Kementerian Luar Negeri menyerukan pemerintah Israel untuk mengakhiri sikap ‘obstruktif’, menghormati Perjanjian Sementara Oslo 1995.

BERITATURKI.COM, Ankara – Turki pada hari Jumat (30/04/2021) meminta pemerintah Israel untuk mengakhiri sikap “menghalangi” dan memfasilitasi pemilihan Palestina.

Kementerian Luar Negeri mengatakan dalam sebuah pernyataan bahwa Turki sedih dengan berita bahwa pemilihan parlemen dan presiden Palestina – yang akan diadakan untuk pertama kalinya sejak tahun 2006 di negara itu – ditunda sebagai hasil dari pertemuan yang diadakan pada hari Kamis dengan partisipasi kelompok Palestina.

Alasan utama untuk menunda pemungutan suara, kata pernyataan itu, adalah bahwa Israel tidak menanggapi seruan pemerintah Palestina untuk mengadakan pemilihan di Yerusalem Timur dan tidak mengizinkan kampanye pemilihan dilakukan.

“Kami menyerukan kepada Pemerintah Israel untuk mengakhiri kebijakan yang menghalangi dan untuk menghormati ketentuan Perjanjian Sementara Oslo 1995, sehingga pemilihan Palestina akan dilakukan secepat mungkin,” katanya.

“Pada catatan terpisah, kami berharap bahwa keputusan untuk menunda pemilu tidak akan berdampak negatif pada proses rekonsiliasi intra-Palestina, yang sangat penting bagi negara kami.
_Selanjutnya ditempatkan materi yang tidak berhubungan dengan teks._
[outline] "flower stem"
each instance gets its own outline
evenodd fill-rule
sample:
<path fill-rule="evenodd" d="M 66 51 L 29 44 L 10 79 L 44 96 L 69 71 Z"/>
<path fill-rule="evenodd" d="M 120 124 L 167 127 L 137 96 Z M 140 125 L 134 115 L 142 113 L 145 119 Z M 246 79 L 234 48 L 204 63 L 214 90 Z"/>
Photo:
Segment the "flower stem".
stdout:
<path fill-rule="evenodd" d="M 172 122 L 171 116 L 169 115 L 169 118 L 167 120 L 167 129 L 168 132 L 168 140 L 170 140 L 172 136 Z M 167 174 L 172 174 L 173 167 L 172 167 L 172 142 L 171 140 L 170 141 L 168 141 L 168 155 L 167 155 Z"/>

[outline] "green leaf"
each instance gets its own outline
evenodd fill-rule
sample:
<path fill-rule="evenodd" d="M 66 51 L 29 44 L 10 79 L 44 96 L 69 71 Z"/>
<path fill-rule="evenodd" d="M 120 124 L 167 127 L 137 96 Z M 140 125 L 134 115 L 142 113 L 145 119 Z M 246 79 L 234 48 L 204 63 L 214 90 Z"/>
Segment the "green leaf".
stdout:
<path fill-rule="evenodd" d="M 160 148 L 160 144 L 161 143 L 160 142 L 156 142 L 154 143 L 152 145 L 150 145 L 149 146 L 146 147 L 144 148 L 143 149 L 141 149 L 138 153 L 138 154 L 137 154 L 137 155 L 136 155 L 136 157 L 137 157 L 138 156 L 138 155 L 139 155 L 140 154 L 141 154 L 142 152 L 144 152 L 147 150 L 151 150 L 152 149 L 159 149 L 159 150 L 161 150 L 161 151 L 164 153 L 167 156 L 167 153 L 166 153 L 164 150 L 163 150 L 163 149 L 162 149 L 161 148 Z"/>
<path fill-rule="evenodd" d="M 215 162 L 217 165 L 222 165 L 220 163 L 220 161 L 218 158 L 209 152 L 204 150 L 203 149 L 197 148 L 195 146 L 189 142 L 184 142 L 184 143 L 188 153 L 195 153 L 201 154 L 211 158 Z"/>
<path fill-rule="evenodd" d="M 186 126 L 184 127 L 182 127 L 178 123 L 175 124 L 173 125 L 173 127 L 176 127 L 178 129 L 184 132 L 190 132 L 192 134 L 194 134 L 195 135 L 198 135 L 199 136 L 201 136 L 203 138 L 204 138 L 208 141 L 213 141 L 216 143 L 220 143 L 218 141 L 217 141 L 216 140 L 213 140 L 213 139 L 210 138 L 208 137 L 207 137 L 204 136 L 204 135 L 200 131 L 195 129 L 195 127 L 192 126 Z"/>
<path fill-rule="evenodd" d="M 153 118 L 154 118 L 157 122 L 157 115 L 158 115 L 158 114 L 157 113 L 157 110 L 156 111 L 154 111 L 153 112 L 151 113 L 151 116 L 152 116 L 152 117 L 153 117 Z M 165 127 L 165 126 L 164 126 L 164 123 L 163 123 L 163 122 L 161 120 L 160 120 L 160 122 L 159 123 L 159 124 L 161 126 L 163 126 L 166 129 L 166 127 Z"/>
Kami mendorong semua kelompok Palestina untuk terus bekerja menuju persatuan dan rekonsiliasi,” bunyi pernyataan itu.

Sebelumnya, Palestina diperkirakan akan menggelar pemilu legislatif pada 22 Mei dan pemilu presiden pada 31 Juli untuk pertama kalinya dalam 15 tahun.

Presiden Palestina Mahmoud Abbas Kamis mengatakan mereka tidak akan mengadakan pemilihan dengan Yerusalem dikecualikan dari pemungutan suara.

“Kami tidak akan ikut pemilu tanpa Yerusalem yang diduduki, saya ingin pemilu di Yerusalem seperti di Tepi Barat,” kata Abbas dalam pidato yang disiarkan televisi.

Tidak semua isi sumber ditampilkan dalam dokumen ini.